En campagne, aux premières heures de la colonisation, ce sont bien souvent les curés qui assurent l’instruction des enfants. D’ailleurs, l’objectif premier de l’école élémentaire de l’époque est de former de bons catholiques aux mœurs exemplaires.

Les jeunes ne sont absolument pas obligés de fréquenter l’école, mais la majorité des parents souhaitent que leurs enfants possèdent une instruction de base. Cependant, toutes les raisons sont bonnes pour manquer les cours: ramassage du bois pour l’hiver, trop de neige, froid mordant, semences des céréales au printemps, récoltes à l’automne, guerres, etc. 

Règle générale, les élèves ne passent pas plus de deux ans sur les bancs d’école. C’est bien rare de voir un jeune de plus de 10 ans en classe. 
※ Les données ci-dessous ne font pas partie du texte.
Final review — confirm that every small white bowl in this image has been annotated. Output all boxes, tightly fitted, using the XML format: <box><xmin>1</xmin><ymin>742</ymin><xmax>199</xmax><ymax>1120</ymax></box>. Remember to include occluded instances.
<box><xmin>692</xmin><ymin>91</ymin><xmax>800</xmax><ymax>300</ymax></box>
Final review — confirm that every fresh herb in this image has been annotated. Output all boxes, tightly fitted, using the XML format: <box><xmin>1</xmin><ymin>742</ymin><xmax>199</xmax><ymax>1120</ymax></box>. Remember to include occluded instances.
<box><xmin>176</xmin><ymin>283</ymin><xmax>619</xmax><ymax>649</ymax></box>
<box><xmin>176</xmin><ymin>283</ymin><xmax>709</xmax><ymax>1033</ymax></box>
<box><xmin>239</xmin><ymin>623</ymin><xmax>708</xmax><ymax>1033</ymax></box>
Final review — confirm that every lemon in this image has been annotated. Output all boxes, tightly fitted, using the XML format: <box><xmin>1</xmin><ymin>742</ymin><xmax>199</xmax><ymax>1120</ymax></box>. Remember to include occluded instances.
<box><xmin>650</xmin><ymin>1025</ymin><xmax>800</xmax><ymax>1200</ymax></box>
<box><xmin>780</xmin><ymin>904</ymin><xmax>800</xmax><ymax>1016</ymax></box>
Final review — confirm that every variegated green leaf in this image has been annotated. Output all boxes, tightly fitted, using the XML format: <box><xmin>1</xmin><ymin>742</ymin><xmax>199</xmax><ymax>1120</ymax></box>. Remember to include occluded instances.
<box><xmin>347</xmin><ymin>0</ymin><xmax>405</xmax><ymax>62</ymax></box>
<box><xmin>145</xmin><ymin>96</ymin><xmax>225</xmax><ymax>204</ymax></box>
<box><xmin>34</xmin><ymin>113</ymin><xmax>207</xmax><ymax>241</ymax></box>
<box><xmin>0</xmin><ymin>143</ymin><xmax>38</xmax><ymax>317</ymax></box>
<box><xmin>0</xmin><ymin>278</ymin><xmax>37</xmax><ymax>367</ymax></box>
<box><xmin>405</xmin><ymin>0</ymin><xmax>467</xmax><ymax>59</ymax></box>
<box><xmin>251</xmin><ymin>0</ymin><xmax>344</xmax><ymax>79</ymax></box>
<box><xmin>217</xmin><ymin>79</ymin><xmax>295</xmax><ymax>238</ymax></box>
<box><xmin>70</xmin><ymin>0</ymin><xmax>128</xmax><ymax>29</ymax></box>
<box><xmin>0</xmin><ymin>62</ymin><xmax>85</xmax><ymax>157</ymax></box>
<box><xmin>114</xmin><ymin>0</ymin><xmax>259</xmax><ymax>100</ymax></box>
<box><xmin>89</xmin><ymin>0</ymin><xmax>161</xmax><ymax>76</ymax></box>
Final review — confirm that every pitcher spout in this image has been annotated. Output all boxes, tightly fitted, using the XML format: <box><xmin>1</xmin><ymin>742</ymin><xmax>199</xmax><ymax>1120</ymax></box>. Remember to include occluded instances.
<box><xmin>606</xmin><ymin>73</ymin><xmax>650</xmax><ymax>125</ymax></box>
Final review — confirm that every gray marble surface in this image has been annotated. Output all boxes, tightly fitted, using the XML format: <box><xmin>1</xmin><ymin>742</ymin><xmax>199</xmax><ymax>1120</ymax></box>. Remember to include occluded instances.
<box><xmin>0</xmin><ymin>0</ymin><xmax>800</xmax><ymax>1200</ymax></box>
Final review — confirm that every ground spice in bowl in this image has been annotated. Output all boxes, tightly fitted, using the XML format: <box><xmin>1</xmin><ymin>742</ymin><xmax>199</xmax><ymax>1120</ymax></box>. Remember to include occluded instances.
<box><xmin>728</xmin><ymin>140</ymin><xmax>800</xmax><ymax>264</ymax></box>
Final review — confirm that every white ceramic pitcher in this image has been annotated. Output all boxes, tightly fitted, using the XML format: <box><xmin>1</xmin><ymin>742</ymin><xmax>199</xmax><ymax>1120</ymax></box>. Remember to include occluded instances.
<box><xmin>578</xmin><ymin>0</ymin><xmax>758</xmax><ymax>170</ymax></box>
Idola Grenier, première institutrice au Breeches, pose avec ses élèves en 1910.
Idola Grenier, première institutrice au Breeches, pose avec ses élèves en 1910. Photo gracieuseté Société Historique de Disraeli

Une fois qu’ils savent lire quelques mots et compter, la grande majorité des enfants d’agriculteurs doivent aider aux travaux de la ferme. Notre calendrier scolaire est encore aujourd’hui basé sur une logique agricole. 

Les jeunes qui ont la chance de fréquenter les écoles secondaires ont le choix entre les classes de sciences ou de lettres. Fait inusité, dans les classes de lettres, l’usage du français était interdit, les cours s’y donnaient seulement en latin. Si le français était la langue d’enseignement des sciences, on sait que quelques classes étaient dispensées en langues huronne et algonquienne.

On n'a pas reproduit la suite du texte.